UDA Creation Quickstart

This page provides a quickstart guide to creating a UDA that counts the number of records in a table within a specified timestamp range for each unique combination of values across a given set of columns. To help validate the UDA, you can replicate the query using the getData API.

The UDA creation process consists of the following steps:

Prerequisites: Ensure you meet all the necessary prerequisites.
Develop the UDA: Develop the UDA ensuring your code is modular, efficient, and well-documented. Validate it with different datasets to ensure it performs as expected in various scenarios, using the test results to refine and optimize the UDA for performance and accuracy.
Add the UDA to a package: Arrange all necessary files, including the UDA code, dependencies, metadata, and registration in a structured manner in a package and specify required configuration settings, such as environment variables, to ensure the UDA functions correctly after deployment.
Test on a staging environment: Deploy the UDA in a staging environment to test it integrates well with other components.
Deploy to Production: Deploy the package to your production environment.
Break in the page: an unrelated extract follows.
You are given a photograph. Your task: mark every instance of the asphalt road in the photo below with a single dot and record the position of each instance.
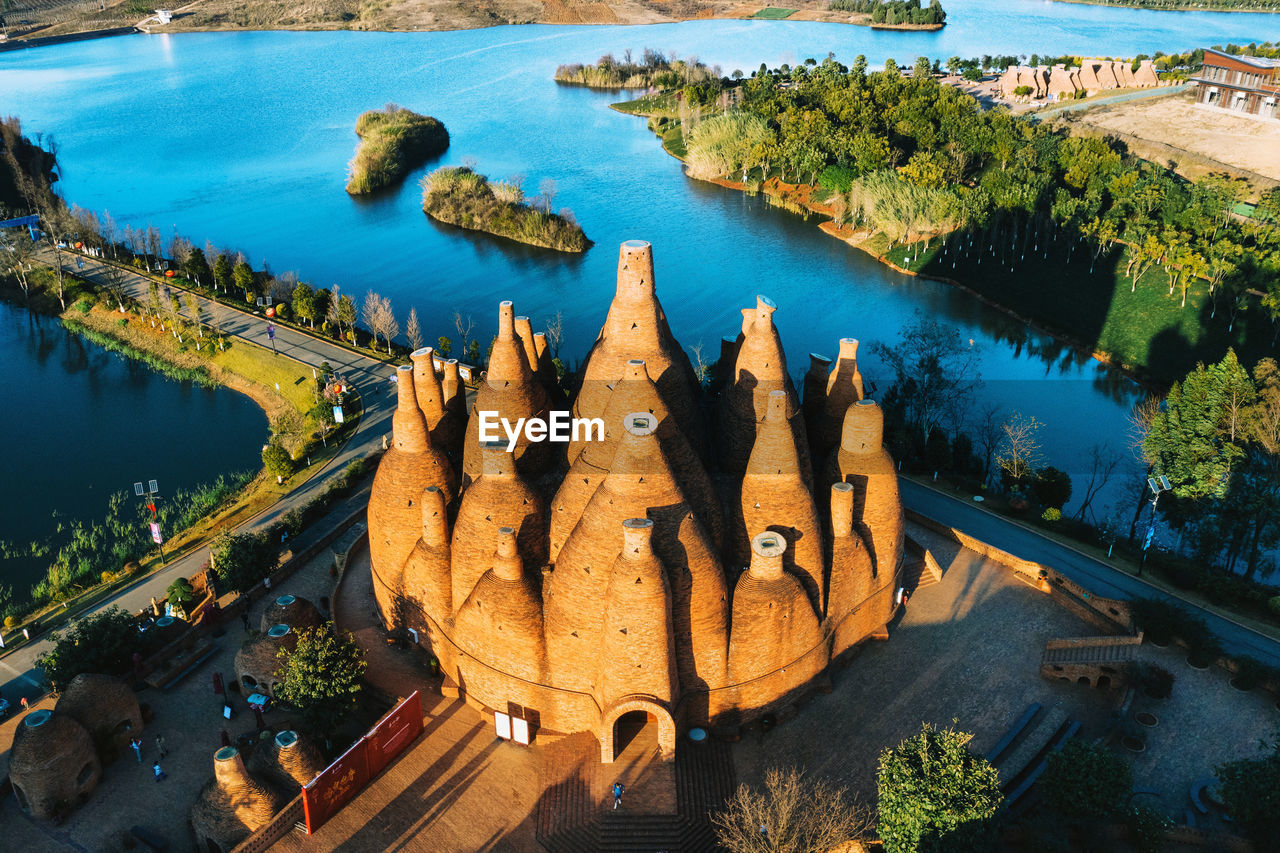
(1097, 576)
(368, 375)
Refer to the UDA Configuration guide for more details.

By the end of this quickstart the UDA described here will be queryable on your database

The UDA counts the number of records in a table within a timestamp for each unique combination of values in a specified set of columns.

// Query function.
// Custom count by UDA.

// @desc Counts number of entries by specified columns.
// @param table     {symbol}            Table name.
// @param startTS   {timestamp}         Start time (inclusive).
// @param endTS     {timestamp}         End time (exclusive).
// @param byCols    {symbol|symbol[]}   Column(s) to count by.
// @return          {dict|table}        The `byCols` dictionary and table payload. 
.exampleuda.countByQuery:{[table;startTS;endTS;byCols]
    bc:bc!bc:(),byCols; / Convert byCols into dictionary for select table
    agg:enlist[`x]!enlist(count;`i); / Create aggregation to get count of records
    res:.kxi.selectTable`table`startTS`endTS`groupBy`agg!(table;startTS;endTS;bc;agg)); / Select data
    .kxi.response.ok(byCols;res) / Return both the table result and the by clause for easy aggregation
    }

// Aggregation function.
// @desc Takes partial results and sums the counts by the groupby dictionary returned from DAPs.
// @param res   {list[][]}  Partial result from all DAPs. This includes `byCols` and payload.
.exampleuda.countByAgg:{[res]
    bc:first first res; / Get the groupBy columns
    t:raze last each res; / Get table data from each DAP and convert to one table
    res:?[t;();bc;enlist[`cnt]!enl(sum;`x)] / Functional form of 'select sum x by {byCols} from t'
    .kxi.response.ok res / Return result with success codes
    }


// Metadata.
metadata:.kxi.metaDescription["Custom UDA - does a count by."],
    .kxi.metaParam[`name`type`isReq`description!(`table;-11h;1b;"Table name.")],
    .kxi.metaParam[`name`type`isReq`description!(`byCols;11 -11h;1b;"Column(s) to count by.")],
    .kxi.metaParam[`name`type`isReq`description!(`startTS;-12h;1b;"Start time (inclusive).")],
    .kxi.metaParam[`name`type`isReq`description!(`endTS;-12h;1b;"End time (exclusive).")],
    .kxi.metaReturn`type`description!(98h;"Count by specified columns.");

// Registration.
.kxi.registerUDA `name`query`aggregation`metadata!(`.exampleuda.countBy;`.exampleuda.countByQuery;`.exampleuda.countByAgg;metadata);

1. Prerequisites

Before trying to create this UDA ensure the following prerequisites are met:

You have access to a kdb Insights Database instance.
The kxi CLI is installed and configured on your system.
You are familiar with how packaging works. A solid understanding of packaging is essential for understanding how UDAs are packaged. Refer to the Packaging Overview documentation for more information.
You have a database that contains a subway partitioned table with the direction_id and route_long_name columns populated with data.

2. Develop

In this section, you define the UDA code, test it using the subway table with the direction_id and route_long_name columns, and run it against the current date.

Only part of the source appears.